Durbin and the other Democrats who met with Biden vowed to work hard to ensure that whomever Biden picked was confirmed by the Senate as quickly as possible.
Senator Patrick Leahy, a long-time member of the Judiciary Committee, said he has voted on 21 Supreme Court nominations but told reporters this one was “the historic one.”
“This is going to affect our country, our image abroad,” he said. “It is going to do so much for young people, older people, white and black. I know the reaction has been in my family, ‘Thank God. At last, at last, at last.'”
Fourteen Black female lawmakers from the House of Representatives on Thursday urged Biden to pick a candidate with “an established record of working to advance racial justice and eradicating entrenched white supremacy.”
“It is long past time for a Black woman to be on the Supreme Court, and we commend your unwavering commitment to correcting this long-standing injustice on the nation’s highest court,” the group, led by Representative Cori Bush, told Biden in a letter.
They noted that there was not a single Black woman serving in the U.S. Senate who could vote to confirm his nominee.
Senator Mazie Hirono told reporters that Biden’s pledge to nominate a Black woman to the court was resonated strongly with people of color.
Senator Richard Blumenthal said the goal was to ensure bipartisan support for the nominee, and added his hope that the new justice could help bring together the deeply divided body.
Republican Senator Mitt Romney, asked about the issue on Wednesday, said he would like to see a nominee “who could represent the mainstream of judicial thought.”
Potential nominees include Ketanji Brown Jackson, a former Breyer law clerk confirmed by the Senate last June to serve on an influential U.S. appellate court, and Leondra Kruger, who serves on the California Supreme Court.
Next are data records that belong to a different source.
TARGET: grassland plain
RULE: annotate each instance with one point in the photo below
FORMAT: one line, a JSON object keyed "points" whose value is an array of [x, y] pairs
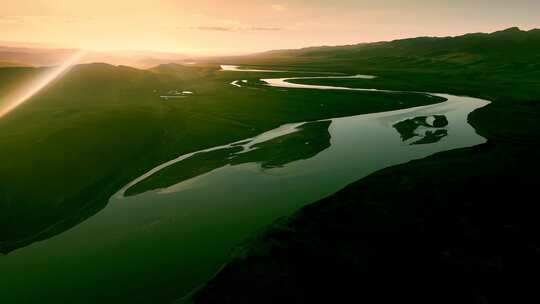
{"points": [[72, 146], [457, 227]]}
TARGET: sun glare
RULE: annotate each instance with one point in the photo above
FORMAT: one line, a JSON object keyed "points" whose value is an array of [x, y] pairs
{"points": [[30, 89]]}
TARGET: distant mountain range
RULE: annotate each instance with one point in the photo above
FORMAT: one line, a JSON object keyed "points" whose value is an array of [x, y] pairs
{"points": [[39, 56], [510, 48], [515, 47]]}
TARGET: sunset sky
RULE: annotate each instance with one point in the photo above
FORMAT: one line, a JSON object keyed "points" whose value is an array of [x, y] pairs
{"points": [[243, 26]]}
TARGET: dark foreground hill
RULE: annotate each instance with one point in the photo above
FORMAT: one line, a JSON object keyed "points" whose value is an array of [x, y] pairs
{"points": [[457, 227]]}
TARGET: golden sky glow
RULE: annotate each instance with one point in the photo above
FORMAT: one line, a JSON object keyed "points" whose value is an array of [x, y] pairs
{"points": [[29, 89], [243, 26]]}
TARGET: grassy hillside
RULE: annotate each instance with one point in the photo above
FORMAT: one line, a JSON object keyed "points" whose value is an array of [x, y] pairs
{"points": [[68, 149], [456, 227]]}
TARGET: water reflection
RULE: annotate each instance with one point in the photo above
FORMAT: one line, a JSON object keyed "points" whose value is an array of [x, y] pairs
{"points": [[430, 129], [304, 142]]}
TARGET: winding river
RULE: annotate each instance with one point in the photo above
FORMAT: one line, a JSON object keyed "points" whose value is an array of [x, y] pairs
{"points": [[164, 234]]}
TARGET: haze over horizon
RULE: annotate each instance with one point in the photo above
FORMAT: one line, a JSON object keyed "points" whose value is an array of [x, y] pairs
{"points": [[241, 26]]}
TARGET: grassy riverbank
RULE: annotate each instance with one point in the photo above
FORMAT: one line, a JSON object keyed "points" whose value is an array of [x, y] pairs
{"points": [[88, 134], [456, 227]]}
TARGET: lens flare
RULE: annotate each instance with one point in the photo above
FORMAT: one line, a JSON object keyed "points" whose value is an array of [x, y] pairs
{"points": [[41, 82]]}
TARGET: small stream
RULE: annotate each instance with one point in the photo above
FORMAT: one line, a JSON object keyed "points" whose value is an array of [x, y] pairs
{"points": [[171, 229]]}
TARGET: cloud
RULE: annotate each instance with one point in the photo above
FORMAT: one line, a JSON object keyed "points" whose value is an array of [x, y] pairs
{"points": [[212, 28], [265, 29], [234, 29], [279, 7]]}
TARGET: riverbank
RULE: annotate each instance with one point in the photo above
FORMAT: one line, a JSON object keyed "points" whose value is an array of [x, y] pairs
{"points": [[458, 226]]}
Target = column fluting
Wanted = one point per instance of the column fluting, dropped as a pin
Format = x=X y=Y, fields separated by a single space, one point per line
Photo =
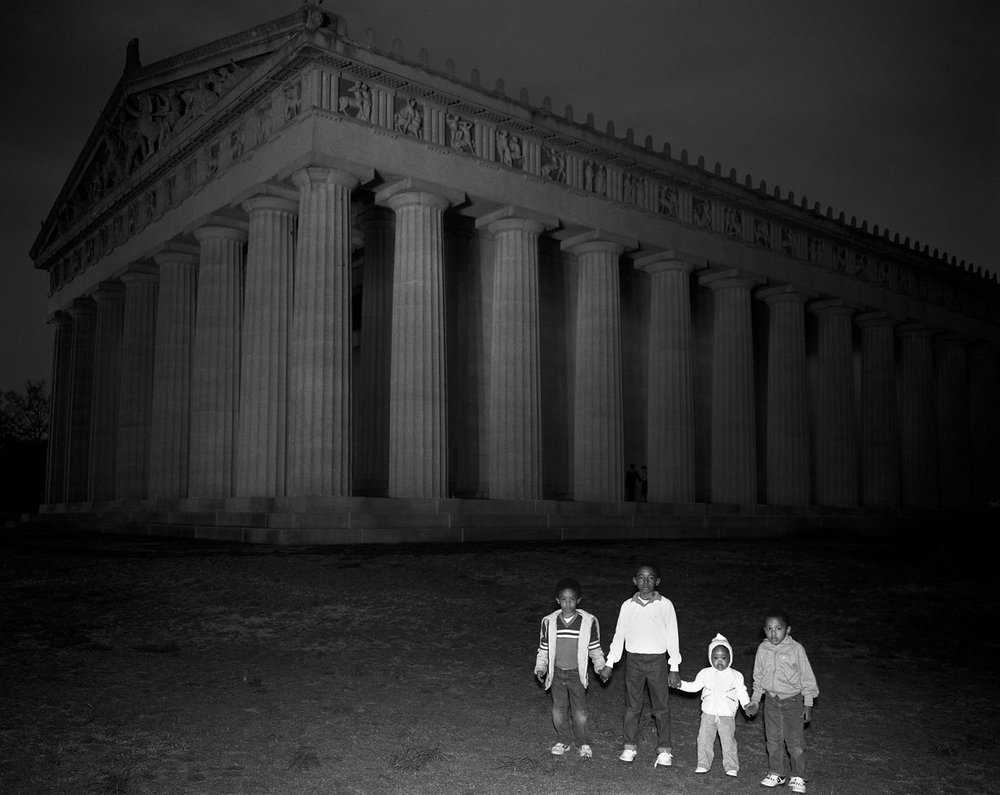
x=836 y=427
x=215 y=370
x=263 y=396
x=788 y=481
x=171 y=429
x=319 y=453
x=110 y=299
x=670 y=393
x=733 y=444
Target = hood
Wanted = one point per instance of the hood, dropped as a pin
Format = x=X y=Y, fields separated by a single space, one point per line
x=720 y=640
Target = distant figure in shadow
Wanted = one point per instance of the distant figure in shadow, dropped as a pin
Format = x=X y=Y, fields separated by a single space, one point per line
x=631 y=479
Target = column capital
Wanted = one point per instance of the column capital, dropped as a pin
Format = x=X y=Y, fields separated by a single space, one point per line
x=874 y=320
x=186 y=256
x=910 y=330
x=82 y=307
x=268 y=201
x=237 y=231
x=784 y=293
x=733 y=277
x=265 y=189
x=109 y=291
x=416 y=191
x=325 y=175
x=832 y=306
x=140 y=272
x=519 y=217
x=311 y=168
x=669 y=260
x=598 y=240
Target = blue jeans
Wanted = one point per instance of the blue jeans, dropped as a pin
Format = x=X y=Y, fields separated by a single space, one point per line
x=569 y=697
x=641 y=671
x=783 y=729
x=725 y=725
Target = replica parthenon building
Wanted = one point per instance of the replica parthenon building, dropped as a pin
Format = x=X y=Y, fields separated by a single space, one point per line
x=305 y=289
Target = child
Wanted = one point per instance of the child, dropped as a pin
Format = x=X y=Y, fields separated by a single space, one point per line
x=782 y=671
x=647 y=630
x=568 y=636
x=722 y=692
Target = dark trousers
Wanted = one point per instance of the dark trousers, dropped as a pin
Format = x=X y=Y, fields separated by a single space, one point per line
x=783 y=730
x=569 y=699
x=642 y=671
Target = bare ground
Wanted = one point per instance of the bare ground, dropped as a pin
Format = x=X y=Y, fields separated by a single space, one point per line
x=138 y=665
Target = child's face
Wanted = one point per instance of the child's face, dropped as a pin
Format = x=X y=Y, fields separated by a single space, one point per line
x=568 y=600
x=720 y=658
x=775 y=630
x=646 y=581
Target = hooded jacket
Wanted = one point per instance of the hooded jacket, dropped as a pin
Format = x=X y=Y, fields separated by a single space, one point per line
x=546 y=657
x=722 y=692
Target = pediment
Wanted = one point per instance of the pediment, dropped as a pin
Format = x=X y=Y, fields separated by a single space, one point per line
x=154 y=109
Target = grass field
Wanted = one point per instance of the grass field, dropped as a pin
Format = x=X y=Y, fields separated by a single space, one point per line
x=137 y=665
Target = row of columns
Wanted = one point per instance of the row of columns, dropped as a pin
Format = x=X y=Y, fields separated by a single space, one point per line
x=211 y=376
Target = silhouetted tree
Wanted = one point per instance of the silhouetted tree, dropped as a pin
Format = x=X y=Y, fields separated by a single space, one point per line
x=24 y=431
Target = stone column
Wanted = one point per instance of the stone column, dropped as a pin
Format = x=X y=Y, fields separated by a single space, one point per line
x=670 y=393
x=319 y=433
x=171 y=429
x=136 y=395
x=953 y=406
x=598 y=452
x=371 y=448
x=984 y=385
x=879 y=423
x=267 y=295
x=515 y=451
x=418 y=434
x=110 y=299
x=836 y=429
x=787 y=414
x=734 y=445
x=917 y=421
x=62 y=357
x=81 y=394
x=215 y=372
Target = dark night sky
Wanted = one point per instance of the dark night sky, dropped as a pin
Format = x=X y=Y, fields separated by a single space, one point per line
x=885 y=109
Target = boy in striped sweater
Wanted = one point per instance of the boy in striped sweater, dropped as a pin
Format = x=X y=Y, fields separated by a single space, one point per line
x=569 y=636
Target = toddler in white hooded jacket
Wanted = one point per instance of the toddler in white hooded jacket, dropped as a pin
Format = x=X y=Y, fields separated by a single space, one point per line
x=723 y=691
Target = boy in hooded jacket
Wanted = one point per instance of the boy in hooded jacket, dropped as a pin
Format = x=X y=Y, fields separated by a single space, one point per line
x=568 y=637
x=723 y=691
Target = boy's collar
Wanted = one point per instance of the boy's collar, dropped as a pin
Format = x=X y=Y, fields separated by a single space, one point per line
x=639 y=600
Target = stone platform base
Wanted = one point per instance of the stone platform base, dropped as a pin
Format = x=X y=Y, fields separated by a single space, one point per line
x=360 y=520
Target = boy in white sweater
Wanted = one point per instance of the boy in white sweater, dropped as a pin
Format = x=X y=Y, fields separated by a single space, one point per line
x=647 y=630
x=723 y=691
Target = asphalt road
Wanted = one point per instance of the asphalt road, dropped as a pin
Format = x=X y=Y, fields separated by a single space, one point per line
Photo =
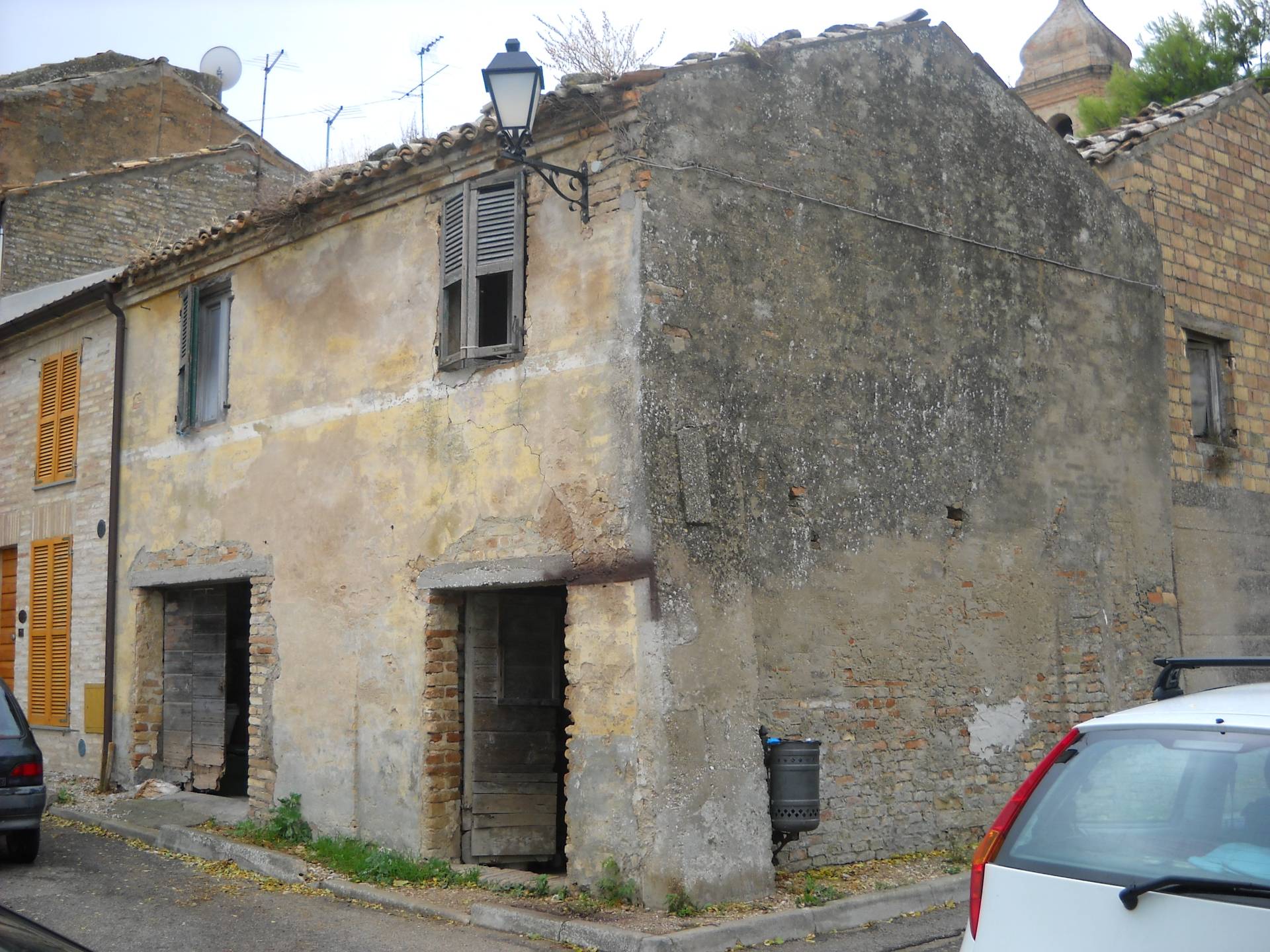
x=111 y=896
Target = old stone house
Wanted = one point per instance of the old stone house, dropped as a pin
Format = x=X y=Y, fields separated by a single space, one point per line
x=107 y=157
x=505 y=531
x=1070 y=56
x=1197 y=173
x=58 y=374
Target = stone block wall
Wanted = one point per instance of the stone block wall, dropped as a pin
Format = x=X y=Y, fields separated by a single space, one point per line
x=83 y=225
x=74 y=508
x=1202 y=186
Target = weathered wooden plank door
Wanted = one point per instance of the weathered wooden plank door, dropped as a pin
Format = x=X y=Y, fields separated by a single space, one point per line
x=8 y=611
x=193 y=694
x=512 y=701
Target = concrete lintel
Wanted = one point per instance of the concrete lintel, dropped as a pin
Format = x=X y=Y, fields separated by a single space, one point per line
x=498 y=573
x=233 y=571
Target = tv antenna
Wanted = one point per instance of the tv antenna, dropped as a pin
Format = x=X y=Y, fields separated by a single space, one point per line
x=423 y=51
x=224 y=63
x=353 y=112
x=270 y=63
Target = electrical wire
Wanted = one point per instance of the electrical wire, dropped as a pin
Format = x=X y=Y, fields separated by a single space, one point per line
x=878 y=216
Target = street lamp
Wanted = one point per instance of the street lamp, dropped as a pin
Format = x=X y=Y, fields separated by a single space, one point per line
x=515 y=83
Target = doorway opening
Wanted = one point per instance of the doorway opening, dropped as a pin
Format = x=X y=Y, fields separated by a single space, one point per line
x=515 y=729
x=206 y=682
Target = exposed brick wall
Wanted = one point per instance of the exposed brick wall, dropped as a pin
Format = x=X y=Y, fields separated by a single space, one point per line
x=138 y=112
x=1205 y=190
x=263 y=649
x=71 y=508
x=444 y=725
x=83 y=225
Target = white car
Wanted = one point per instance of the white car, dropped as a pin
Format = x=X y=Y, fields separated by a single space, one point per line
x=1146 y=829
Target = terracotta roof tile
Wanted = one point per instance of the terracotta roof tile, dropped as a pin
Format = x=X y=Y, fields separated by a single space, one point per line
x=412 y=154
x=1107 y=145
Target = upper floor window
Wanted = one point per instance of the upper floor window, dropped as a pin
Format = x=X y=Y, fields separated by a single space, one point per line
x=1206 y=360
x=202 y=380
x=483 y=272
x=58 y=418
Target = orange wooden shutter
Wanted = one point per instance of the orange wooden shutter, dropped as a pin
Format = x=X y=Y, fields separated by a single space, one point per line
x=48 y=669
x=46 y=433
x=67 y=414
x=59 y=418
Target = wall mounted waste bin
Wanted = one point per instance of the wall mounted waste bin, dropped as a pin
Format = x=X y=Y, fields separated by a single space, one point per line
x=794 y=783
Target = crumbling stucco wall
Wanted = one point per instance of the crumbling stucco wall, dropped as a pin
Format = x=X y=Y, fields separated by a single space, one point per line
x=349 y=462
x=908 y=494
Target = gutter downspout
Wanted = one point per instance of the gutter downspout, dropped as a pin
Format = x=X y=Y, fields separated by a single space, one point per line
x=112 y=545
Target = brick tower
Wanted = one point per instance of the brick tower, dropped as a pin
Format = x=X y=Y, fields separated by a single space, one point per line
x=1068 y=58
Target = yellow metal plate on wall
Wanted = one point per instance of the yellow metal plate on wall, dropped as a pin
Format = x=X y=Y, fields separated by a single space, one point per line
x=95 y=709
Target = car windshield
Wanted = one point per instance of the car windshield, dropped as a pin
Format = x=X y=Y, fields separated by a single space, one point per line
x=1126 y=807
x=11 y=725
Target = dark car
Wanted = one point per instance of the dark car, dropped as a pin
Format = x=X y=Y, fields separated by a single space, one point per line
x=22 y=781
x=21 y=935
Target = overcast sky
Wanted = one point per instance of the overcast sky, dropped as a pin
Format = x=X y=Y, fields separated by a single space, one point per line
x=362 y=52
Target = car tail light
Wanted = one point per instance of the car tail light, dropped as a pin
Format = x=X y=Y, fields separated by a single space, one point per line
x=991 y=843
x=28 y=775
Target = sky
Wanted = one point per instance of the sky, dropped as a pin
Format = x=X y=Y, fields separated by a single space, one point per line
x=364 y=54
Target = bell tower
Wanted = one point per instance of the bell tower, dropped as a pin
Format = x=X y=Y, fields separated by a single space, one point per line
x=1068 y=58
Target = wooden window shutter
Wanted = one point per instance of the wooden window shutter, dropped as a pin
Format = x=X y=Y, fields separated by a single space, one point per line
x=48 y=669
x=46 y=429
x=67 y=414
x=452 y=240
x=187 y=370
x=497 y=247
x=58 y=418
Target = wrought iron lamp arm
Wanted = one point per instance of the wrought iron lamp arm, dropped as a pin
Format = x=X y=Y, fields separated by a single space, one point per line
x=550 y=173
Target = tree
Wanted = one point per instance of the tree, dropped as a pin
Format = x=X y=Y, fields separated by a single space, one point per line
x=577 y=46
x=1181 y=59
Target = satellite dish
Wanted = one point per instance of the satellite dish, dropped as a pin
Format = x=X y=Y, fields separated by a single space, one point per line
x=224 y=63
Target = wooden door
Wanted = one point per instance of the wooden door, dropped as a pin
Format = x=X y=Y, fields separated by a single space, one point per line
x=512 y=713
x=8 y=611
x=193 y=686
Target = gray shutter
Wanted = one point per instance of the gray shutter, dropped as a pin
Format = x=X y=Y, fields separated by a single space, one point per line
x=498 y=245
x=186 y=371
x=452 y=240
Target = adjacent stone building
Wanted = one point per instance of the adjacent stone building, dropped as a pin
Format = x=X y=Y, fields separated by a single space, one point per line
x=1068 y=58
x=505 y=531
x=58 y=372
x=107 y=157
x=1197 y=173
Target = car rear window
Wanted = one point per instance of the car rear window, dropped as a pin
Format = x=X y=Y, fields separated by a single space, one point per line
x=1129 y=805
x=11 y=721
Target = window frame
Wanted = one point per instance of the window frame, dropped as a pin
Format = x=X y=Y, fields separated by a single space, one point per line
x=1216 y=354
x=193 y=300
x=470 y=270
x=59 y=415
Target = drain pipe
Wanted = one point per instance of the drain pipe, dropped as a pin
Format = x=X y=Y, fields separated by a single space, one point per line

Another potential contender is Michelle Childs, a federal district court judge in South Carolina who Biden already has nominated to the U.S. appeals court in Washington.
Biden’s selection will not shift the court’s ideological balance. It has six conservative justices, three of whom were named by former President Donald Trump, and three liberal justices.
Biden’s fellow Democrats control the Senate by a razor-thin margin. They can confirm a nominee without a single Republican vote because Republicans in 2017 changed the Senate rules to no longer require 60 of the 100 senators to allow Supreme Court nominations to move forward.